Généreux homme, me dit-elle enfin ; êtes-vous capable de me pardonner ? Est-ce du fond du cœur que vous me témoignez de la joie ? Je veux m’efforcer de me remettre. Vous m’avez parlé du reproche que je me fais à moi-même. Hélas ! je m’en fais réellement. Ma démarche porte une triste apparence ; cependant je ne puis condamner, ni consentir que vous condamniez mes motifs.

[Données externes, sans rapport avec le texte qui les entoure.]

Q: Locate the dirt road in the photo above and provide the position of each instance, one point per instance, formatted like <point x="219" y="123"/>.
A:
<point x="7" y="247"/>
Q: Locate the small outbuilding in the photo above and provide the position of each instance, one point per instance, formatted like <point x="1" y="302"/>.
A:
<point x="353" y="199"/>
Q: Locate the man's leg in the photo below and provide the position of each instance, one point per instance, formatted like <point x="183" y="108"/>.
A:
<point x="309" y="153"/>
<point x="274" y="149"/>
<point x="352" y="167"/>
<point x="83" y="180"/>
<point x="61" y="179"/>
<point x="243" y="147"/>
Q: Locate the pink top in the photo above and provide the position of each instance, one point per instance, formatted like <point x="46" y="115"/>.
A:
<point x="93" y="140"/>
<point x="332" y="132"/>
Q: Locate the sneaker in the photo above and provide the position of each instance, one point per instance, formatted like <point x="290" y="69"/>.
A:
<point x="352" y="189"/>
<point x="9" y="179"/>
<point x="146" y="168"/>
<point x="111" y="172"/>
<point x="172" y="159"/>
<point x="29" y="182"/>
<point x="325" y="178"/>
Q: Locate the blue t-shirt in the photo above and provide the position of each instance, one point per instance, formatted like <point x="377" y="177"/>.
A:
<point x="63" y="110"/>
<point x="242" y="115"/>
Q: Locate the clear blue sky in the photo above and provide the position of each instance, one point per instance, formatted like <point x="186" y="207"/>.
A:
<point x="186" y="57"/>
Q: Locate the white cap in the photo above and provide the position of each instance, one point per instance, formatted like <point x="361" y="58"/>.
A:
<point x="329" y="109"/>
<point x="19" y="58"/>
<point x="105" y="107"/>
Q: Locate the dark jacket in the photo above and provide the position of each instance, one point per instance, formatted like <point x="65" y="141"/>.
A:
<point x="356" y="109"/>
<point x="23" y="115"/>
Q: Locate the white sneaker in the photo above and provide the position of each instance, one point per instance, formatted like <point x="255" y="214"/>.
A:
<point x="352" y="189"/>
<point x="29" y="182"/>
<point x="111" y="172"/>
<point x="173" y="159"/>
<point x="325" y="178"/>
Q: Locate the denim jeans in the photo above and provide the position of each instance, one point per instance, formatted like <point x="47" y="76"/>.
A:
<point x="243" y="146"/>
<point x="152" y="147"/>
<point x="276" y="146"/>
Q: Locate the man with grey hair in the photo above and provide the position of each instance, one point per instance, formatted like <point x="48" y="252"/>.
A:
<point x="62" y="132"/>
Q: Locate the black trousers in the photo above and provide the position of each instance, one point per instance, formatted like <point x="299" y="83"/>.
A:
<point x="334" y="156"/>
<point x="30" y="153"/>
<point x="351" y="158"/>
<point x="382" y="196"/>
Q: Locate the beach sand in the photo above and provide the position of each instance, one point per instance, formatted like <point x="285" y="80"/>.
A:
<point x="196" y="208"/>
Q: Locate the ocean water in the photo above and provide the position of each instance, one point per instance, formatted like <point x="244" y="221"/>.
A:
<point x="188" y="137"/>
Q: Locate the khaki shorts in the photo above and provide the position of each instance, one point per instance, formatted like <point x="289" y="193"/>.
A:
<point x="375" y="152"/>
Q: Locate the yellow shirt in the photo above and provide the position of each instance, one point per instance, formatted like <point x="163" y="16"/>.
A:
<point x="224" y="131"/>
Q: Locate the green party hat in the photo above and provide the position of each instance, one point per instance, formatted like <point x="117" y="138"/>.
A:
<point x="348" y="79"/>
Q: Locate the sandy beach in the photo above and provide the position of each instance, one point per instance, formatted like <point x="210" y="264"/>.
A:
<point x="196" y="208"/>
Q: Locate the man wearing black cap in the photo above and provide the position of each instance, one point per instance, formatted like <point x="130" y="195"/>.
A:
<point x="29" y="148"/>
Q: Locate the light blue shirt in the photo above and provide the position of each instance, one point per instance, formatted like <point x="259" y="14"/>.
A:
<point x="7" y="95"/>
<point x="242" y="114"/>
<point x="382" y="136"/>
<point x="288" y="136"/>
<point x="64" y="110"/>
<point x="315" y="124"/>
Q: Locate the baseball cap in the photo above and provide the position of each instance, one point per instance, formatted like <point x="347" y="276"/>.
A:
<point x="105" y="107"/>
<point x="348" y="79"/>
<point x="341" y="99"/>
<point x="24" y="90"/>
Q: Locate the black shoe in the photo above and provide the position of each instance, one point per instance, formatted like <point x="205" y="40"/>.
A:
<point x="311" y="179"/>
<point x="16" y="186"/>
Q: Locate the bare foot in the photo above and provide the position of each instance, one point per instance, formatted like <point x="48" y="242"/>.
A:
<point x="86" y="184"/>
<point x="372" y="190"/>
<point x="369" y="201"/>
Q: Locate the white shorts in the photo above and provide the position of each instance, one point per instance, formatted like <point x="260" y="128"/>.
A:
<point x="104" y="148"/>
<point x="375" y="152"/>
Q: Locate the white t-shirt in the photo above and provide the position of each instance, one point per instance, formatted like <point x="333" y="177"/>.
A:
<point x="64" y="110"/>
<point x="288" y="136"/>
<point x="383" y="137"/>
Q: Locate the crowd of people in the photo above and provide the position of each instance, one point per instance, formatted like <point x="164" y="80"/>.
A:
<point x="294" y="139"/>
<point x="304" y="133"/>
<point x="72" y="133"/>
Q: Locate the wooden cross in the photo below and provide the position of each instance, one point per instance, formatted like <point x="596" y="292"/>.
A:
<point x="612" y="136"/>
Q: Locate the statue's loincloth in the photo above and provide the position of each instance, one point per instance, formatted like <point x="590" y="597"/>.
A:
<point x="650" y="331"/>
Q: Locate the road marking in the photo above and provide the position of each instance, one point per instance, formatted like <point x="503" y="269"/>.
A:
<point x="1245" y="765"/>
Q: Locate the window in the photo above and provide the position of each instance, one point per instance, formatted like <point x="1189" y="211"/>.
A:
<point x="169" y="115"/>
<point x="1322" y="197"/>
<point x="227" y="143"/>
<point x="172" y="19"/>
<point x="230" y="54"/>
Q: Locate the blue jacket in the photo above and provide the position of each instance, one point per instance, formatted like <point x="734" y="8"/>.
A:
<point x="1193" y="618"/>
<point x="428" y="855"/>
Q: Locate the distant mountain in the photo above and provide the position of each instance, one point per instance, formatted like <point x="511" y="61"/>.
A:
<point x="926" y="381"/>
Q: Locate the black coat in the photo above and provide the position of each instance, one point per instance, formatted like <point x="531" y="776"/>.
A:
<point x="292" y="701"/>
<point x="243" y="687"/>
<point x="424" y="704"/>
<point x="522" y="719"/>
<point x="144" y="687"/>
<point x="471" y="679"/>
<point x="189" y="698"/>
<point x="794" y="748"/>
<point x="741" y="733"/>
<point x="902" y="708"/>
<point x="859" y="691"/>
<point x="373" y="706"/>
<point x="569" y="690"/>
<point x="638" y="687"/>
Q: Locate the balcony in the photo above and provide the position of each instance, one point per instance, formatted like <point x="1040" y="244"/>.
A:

Je ne les condamne point, Mademoiselle. Tout ne sauroit manquer de tourner heureusement. Reposez-vous sur mes conseils & sur ma protection. Mes Sœurs, leurs Maris, toutes les personnes que j’aime, sont remplies d’admiration pour vous. Vous allez vous trouver dans une Société de cœurs tendres, qui se feront honneur de votre confiance.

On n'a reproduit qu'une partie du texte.